Quanto mais difíceis, incertas e dramáticas são as épocas e as situações, mais facilmente se reconhecem as grandes qualidades e os piores defeitos daqueles que as vivem. Aquilo que de melhor e de pior todos nós temos. E isso acontece mesmo em situações-limite, quando o medo do sofrimento, da exclusão e da morte pode fechar cada um sobre si próprio, aparentemente impenetrável e dúctil, ocupado com as tarefas mais elementares da sobrevivência. Calar-se, não ver, passar ao lado, sair dali, é então a atitude mais comum. No entanto, os relatos dos que sobreviveram ao internamento nos campos de concentração e de extermínio recordam, com insistência, que mesmo nos limites mais extremos da barbárie dos carcereiros e da desumanização dos detidos foi possível, em instantes fugazes, aparentemente impercetíveis, mas muito intensos, encontrar sinais de compaixão e de coragem, bem como, ao invés, marcas indeléveis de impiedade e traição.
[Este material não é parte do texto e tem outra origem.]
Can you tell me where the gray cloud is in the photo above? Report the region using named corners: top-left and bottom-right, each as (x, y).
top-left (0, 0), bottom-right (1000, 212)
Tristeza e Compaixão é um documentário realizado em 1969 pelo francês Marcel Ophüls, que retrata o quotidiano de pessoas normais perante circunstâncias extraordinárias, reconstituindo a ocupação de Clermont-Ferrand pelo exército alemão durante a Segunda Guerra Mundial. Põe a nu a colaboração da classe dominante da cidade com a Alemanha nazi, revelando dois padrões de comportamento essenciais para se perceber o que foi a sociedade francesa desse tempo e o pesado fardo moral que a sua memória preservou. No filme, os que traíram e pactuaram com os nazis e o governo de Vichy, em regra calam-se, não se lembram, mentem sem vergonha. Um professor de liceu é confrontado com uma placa evocativa dos seus alunos mortos pelos nazis e diz tratarem-se de soldados mortos em combate durante a Primeira Guerra Mundial. Mas mesmo muitos dos que resistiram, porque a ordem social se manteve incólume após a guerra e os colaboracionistas continuavam a ser os patrões, preferem falar pouco, evitando tocar nas feridas não cicatrizadas. Apesar desta barreira de silêncio, o trabalho de Ophüls foi capaz de revelar de que forma, durante a Ocupação, a cobardia e a sua irmã-gémea indiferença, de um lado, e a coragem e a resistência, do outro, foram levados ao extremo.
Tristeza e Compaixão apenas em 1981, após a chegada da esquerda ao poder em França, circulou livremente e passou pela primeira vez na televisão. O DVD duplo que o contém, com uma duração de mais de quatro horas, está à venda, legendado em português, nos sítios habituais. É um belo filme – talvez também uma boa e económica prenda de Natal – a rever nesta altura em que é preciso fazer escolhas.